En guerre contre la poussière

Préparation en chambre stérile de Supercam (Mars 2020), IRAP à Toulouse le 29 avril 2019 © CNES

La première barrière contre la contamination consiste à travailler en salle propre (aussi appelée salle blanche). C’est un environnement dont la température, l’humidité et la pression sont rigoureusement contrôlées. À l’intérieur, une pression supérieure à la pression atmosphérique sert à éviter que des particules en suspension dans l’air ne rentrent avec le personnel : l’air ne circule que dans un seul sens, vers l’extérieur.

« On peut faire une cascade de pression entre le sas et la salle propre et même avec d’autres zones dans la salle propre, explique Delphine Faye. Ce sont des salles relativement grandes, classées ISO 8 voire ISO 5 selon les normes de propreté. Mais les salles propres ne sont qualifiées qu’en termes de propreté particulaire de l’air, avec des compteurs de particules. Dans le spatial on va plus loin que ça, on doit s’intéresser à ce qui tombe et sédimente sur les surfaces. »

Delphine Faye, experte contamination au CNES

Pour cela, Delphine Faye utilise des plaques, appelées témoins, exposées à l’environnement pour collecter les contaminants qui seront analysés en lumière infrarouge.

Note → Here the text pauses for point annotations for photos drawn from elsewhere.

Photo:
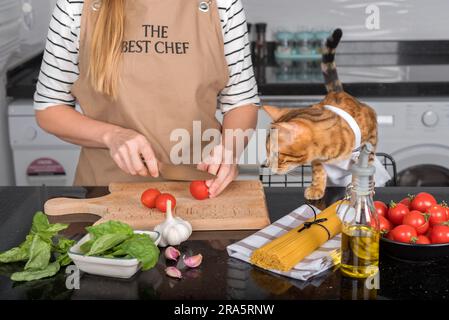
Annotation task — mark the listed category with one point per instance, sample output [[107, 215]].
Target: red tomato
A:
[[161, 201], [384, 225], [422, 202], [417, 220], [406, 201], [440, 234], [437, 214], [199, 190], [444, 205], [148, 197], [381, 208], [429, 232], [397, 212], [421, 240], [404, 233]]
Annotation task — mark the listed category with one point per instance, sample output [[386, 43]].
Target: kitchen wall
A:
[[398, 19]]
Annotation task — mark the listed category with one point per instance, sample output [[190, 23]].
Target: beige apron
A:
[[170, 76]]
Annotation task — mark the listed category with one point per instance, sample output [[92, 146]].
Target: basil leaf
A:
[[85, 247], [110, 227], [40, 223], [106, 242], [142, 248], [63, 245], [40, 253], [20, 253], [42, 227], [30, 275]]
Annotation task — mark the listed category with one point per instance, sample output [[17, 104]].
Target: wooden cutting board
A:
[[241, 206]]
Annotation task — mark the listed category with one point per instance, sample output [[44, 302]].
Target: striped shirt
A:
[[60, 65]]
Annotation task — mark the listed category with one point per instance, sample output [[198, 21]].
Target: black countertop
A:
[[219, 277]]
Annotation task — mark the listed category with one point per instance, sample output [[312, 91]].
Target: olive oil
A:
[[359, 251], [360, 223]]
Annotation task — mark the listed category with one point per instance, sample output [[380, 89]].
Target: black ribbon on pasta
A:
[[309, 224]]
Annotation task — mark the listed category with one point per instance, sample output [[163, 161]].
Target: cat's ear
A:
[[291, 127], [274, 112]]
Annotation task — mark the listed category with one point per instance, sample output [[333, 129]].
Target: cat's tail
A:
[[328, 66]]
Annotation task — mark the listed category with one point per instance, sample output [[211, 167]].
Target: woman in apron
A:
[[140, 71]]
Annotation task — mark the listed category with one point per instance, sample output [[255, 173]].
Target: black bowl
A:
[[414, 252]]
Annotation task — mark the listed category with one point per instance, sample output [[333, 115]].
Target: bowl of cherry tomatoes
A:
[[416, 228]]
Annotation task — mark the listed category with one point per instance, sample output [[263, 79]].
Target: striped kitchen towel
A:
[[325, 257]]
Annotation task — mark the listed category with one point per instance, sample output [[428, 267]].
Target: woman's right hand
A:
[[127, 148]]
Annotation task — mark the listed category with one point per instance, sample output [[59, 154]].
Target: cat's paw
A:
[[314, 193]]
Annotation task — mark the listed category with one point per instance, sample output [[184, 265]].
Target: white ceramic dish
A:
[[117, 267]]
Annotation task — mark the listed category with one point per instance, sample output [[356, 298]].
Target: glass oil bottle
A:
[[360, 223]]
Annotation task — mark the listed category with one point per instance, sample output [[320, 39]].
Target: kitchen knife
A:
[[183, 172]]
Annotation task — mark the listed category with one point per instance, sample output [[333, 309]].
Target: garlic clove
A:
[[172, 253], [193, 261], [173, 272]]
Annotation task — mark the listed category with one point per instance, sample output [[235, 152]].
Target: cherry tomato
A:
[[397, 212], [403, 233], [406, 201], [422, 202], [148, 197], [440, 234], [381, 208], [417, 220], [421, 240], [437, 214], [199, 190], [444, 205], [161, 201], [384, 225], [429, 232]]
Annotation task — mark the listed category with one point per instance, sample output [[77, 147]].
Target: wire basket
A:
[[302, 175]]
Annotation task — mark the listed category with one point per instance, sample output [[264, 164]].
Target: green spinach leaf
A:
[[110, 227], [20, 253], [29, 275], [85, 247], [40, 254], [142, 248], [106, 242]]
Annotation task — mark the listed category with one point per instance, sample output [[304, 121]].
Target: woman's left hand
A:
[[225, 172]]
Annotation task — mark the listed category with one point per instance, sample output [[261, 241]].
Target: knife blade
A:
[[183, 172]]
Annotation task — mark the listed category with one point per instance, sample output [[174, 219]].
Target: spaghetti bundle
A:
[[288, 250]]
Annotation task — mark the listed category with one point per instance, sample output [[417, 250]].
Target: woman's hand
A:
[[226, 171], [127, 148]]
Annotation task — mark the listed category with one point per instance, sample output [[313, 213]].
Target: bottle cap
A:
[[363, 171], [261, 27]]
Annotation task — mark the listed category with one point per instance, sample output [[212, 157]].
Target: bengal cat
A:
[[315, 135]]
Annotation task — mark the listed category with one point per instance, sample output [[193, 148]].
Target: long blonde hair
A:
[[106, 47]]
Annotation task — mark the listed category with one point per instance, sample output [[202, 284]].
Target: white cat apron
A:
[[339, 173]]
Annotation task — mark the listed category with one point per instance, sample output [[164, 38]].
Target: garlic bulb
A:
[[173, 230]]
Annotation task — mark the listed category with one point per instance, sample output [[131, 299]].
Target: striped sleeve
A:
[[59, 68], [242, 87]]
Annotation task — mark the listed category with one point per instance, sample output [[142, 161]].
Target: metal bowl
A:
[[414, 252]]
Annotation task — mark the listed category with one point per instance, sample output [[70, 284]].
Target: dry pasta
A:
[[288, 250]]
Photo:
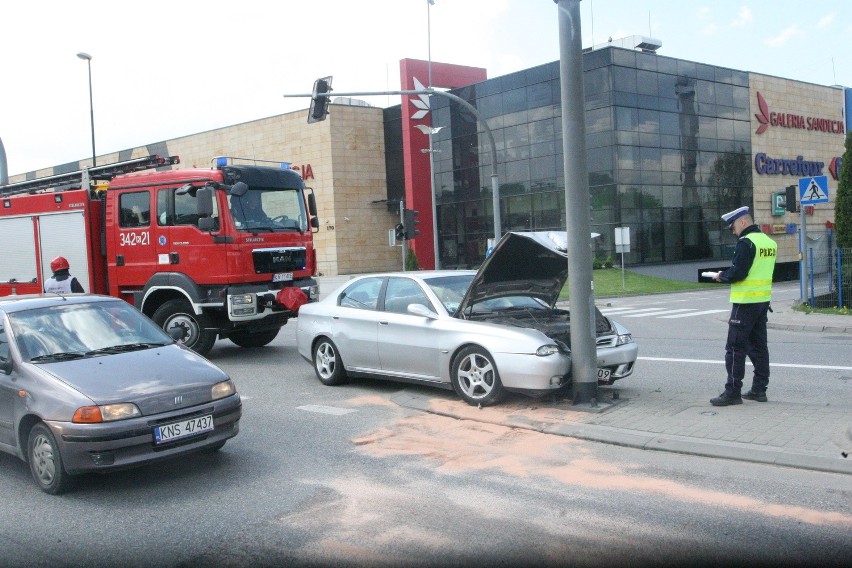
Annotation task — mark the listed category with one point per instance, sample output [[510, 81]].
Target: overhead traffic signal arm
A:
[[320, 98], [410, 223]]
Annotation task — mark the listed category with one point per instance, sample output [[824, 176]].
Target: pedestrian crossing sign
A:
[[813, 190]]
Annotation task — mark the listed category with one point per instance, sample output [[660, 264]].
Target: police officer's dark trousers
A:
[[747, 338]]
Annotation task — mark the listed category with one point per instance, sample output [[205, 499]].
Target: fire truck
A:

« Les témoins sont généralement des miroirs disposés dans les salles propres. Nous transférons ce qui s’est déposé sur un substrat transparent aux infrarouges, le séléniure de zinc. Dessus, nous recherchons 4 types de contaminants : les hydrocarbures, les esters (exemples : phtalates) et 2 types de silicones. Cela nous donne des concentrations surfaciques en grammes par mètre carré, et nous comparons ces valeurs à celles que nous nous étions données au départ. Il y a des témoins contrôles dans la salle que nous remplaçons tous les 10-15 jours, et d’autres à proximité du satellite. Et nous pouvons être amenés à faire des prélèvements directement sur les surfaces. Pour le moment c’est donc de la collecte passive, mais des capteurs sont en train d’être développés pour faire de la collecte en temps réel dans les salles propres. »

Témoins contaminé (5000 parties par million) et nettoyé (quelques ppm)

Protection planétaire et contamination spatiale

À la contamination chimique s’ajoute le risque biologique pour les sondes d’exploration du système solaire. En visitant des planètes, lunes ou autres petits corps, il faut préserver au maximum les environnements visités de la vie terrestre. L’exobiologie, la recherche de la vie et des conditions de son apparition dans l’univers, est une science qui prend de plus en plus de place dans le spatial. Il faut donc veiller à ne pas emporter de vie terrestre susceptible de contaminer une autre planète, ce qui équivaudrait à marcher sur nos propres traces. On parle de protection planétaire.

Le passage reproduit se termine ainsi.